Civil society representatives, human rights activists, and representatives of Turkish institutions are expected to take part in the conference, in a gesture of solidarity with millions of Palestinian refugees wishing to freely exercise their right of return to their motherland—Palestine—from which they have been displaced for over 70 years.
The conference will be staged by PRC in cooperation with a number of NGOs operating in the Turkish territories. The event will tackle practical mechanisms to thwart the US Middle East peace plan, protect the internationally-recognized rights of the Palestinian people, and block all attempts to have Palestinian refugees resettle in other destinations.
Earlier, last month, a meeting was convened in Istanbul, February 02, to usher in the birth of the international campaign.
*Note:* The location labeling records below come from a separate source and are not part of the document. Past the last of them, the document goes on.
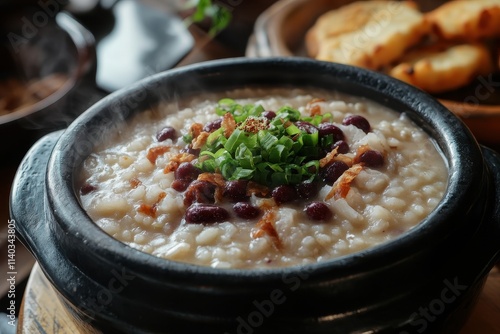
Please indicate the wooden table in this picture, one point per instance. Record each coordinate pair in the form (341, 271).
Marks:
(42, 312)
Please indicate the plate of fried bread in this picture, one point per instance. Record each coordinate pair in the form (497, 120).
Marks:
(450, 49)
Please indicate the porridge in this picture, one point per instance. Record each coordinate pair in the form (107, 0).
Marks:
(283, 178)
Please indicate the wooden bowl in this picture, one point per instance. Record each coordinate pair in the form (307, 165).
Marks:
(281, 29)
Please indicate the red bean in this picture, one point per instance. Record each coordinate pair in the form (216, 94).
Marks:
(167, 132)
(200, 192)
(213, 125)
(326, 129)
(236, 191)
(372, 158)
(187, 171)
(205, 214)
(181, 185)
(342, 147)
(333, 171)
(284, 194)
(358, 121)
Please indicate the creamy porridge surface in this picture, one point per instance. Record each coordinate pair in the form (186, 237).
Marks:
(128, 187)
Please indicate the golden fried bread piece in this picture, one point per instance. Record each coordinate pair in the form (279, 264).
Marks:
(443, 67)
(370, 34)
(466, 19)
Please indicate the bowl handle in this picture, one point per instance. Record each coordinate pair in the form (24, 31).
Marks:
(27, 197)
(493, 161)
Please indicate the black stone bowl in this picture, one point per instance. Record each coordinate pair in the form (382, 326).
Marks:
(428, 279)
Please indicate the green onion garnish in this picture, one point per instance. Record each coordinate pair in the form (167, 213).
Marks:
(271, 153)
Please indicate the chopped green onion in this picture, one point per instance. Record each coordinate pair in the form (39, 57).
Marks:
(279, 153)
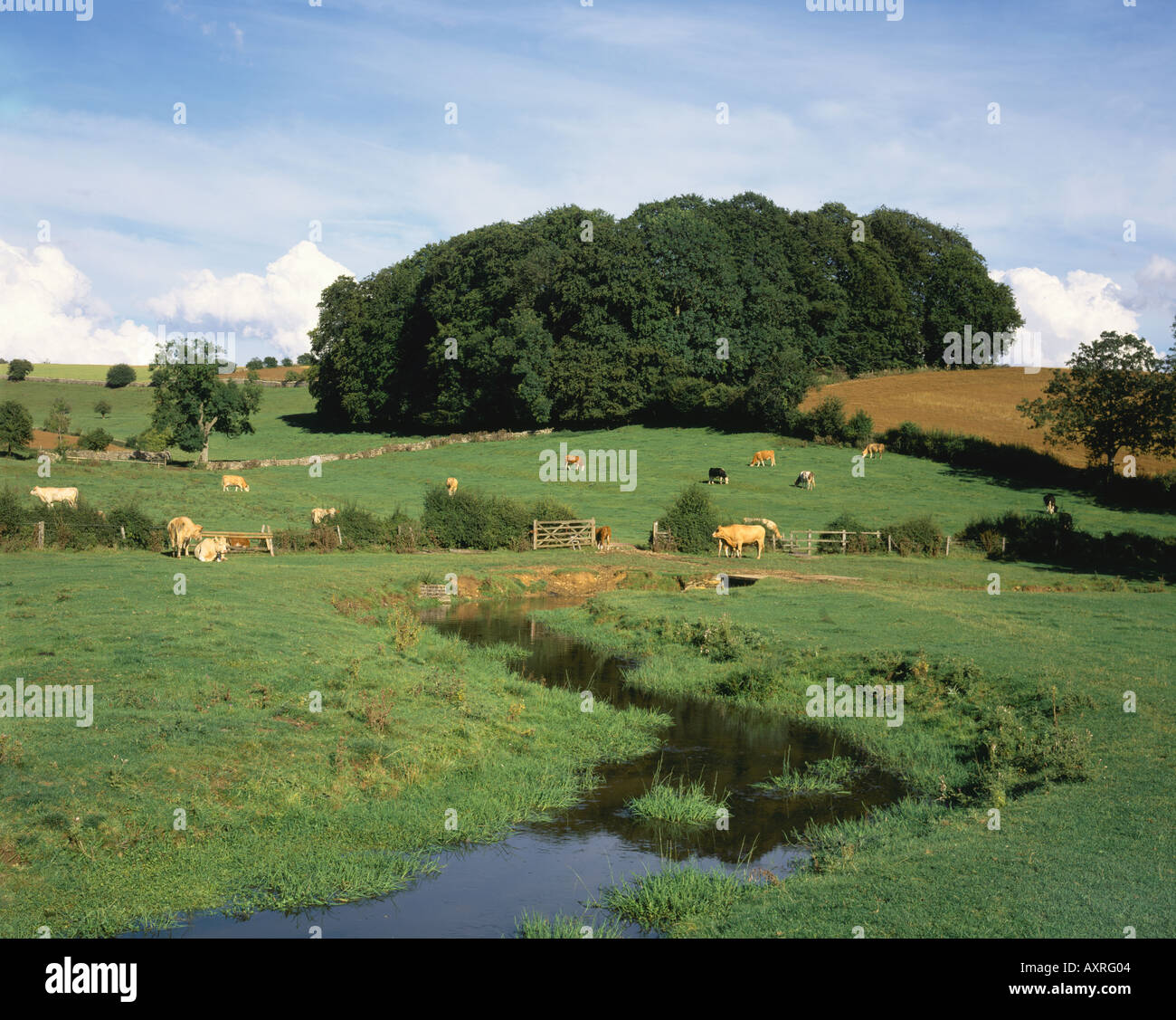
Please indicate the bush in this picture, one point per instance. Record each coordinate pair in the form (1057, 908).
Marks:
(95, 439)
(859, 428)
(692, 520)
(119, 376)
(19, 368)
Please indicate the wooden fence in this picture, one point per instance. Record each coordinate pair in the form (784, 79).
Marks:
(564, 534)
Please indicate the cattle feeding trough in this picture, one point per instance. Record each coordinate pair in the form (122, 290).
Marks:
(569, 534)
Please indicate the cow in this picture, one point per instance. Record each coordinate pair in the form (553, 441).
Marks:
(739, 536)
(52, 495)
(769, 525)
(180, 530)
(210, 549)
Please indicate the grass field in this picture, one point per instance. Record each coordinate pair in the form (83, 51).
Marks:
(667, 459)
(979, 403)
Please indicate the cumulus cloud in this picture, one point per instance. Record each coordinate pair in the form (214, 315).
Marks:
(1068, 312)
(47, 312)
(281, 306)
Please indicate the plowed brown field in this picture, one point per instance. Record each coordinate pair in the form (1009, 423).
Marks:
(980, 403)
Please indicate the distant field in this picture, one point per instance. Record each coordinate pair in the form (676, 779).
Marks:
(980, 403)
(667, 459)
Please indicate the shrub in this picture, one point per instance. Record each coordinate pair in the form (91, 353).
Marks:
(95, 439)
(119, 376)
(18, 368)
(692, 520)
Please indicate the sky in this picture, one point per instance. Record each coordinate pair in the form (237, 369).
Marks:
(318, 139)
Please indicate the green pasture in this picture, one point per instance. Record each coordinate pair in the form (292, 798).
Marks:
(666, 460)
(1070, 858)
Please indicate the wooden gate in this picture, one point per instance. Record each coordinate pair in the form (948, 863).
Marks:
(563, 534)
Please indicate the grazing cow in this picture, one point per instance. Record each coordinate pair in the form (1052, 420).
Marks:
(739, 536)
(210, 549)
(769, 525)
(52, 495)
(180, 530)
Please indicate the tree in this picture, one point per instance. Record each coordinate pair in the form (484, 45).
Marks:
(58, 419)
(19, 368)
(119, 376)
(1116, 395)
(15, 424)
(95, 439)
(193, 401)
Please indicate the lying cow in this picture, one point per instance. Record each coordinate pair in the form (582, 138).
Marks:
(180, 530)
(739, 536)
(210, 549)
(52, 495)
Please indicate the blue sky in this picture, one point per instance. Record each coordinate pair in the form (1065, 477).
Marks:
(116, 219)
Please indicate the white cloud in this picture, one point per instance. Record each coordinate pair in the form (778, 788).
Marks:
(47, 312)
(280, 306)
(1068, 313)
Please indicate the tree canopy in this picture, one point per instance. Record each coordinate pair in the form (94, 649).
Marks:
(688, 310)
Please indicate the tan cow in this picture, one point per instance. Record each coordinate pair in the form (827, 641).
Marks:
(210, 549)
(739, 536)
(52, 495)
(180, 530)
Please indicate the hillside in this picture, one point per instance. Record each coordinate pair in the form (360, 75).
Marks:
(981, 403)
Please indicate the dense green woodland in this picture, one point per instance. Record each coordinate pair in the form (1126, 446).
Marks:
(553, 329)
The meeting brought together a consortium of pro-Palestine NGOs and human rights organizations operating in the UK, Turkey, Jordan, Lebanon, and Palestine, along with other countries in Europe, Latin America, and the Middle East.
“My Return” initiative is an international campaign launched by PRC in partnership with Palestinian and international human rights partners and NGOs in order to amass the largest possible number of signatures showing Palestinians’ unyielding commitment to their right of return to their homeland—a right guaranteed by International Law and relevant UN resolutions.
The campaign comes at a time when efforts have been intensified by Israel and its allies, most notably the US, to negate Palestinians’ refugee status and, as a result, rescind their right of return to their homeland and delegitimize any institution providing assistance to the refugees, such as UNRWA.
The right of return refers to the right of Palestinian refugees to return to their homeland from which they have been expelled since 1948. It implies both first-generation refugees and their descendants, regardless of their place of birth or residence and their political, social, and economic condition.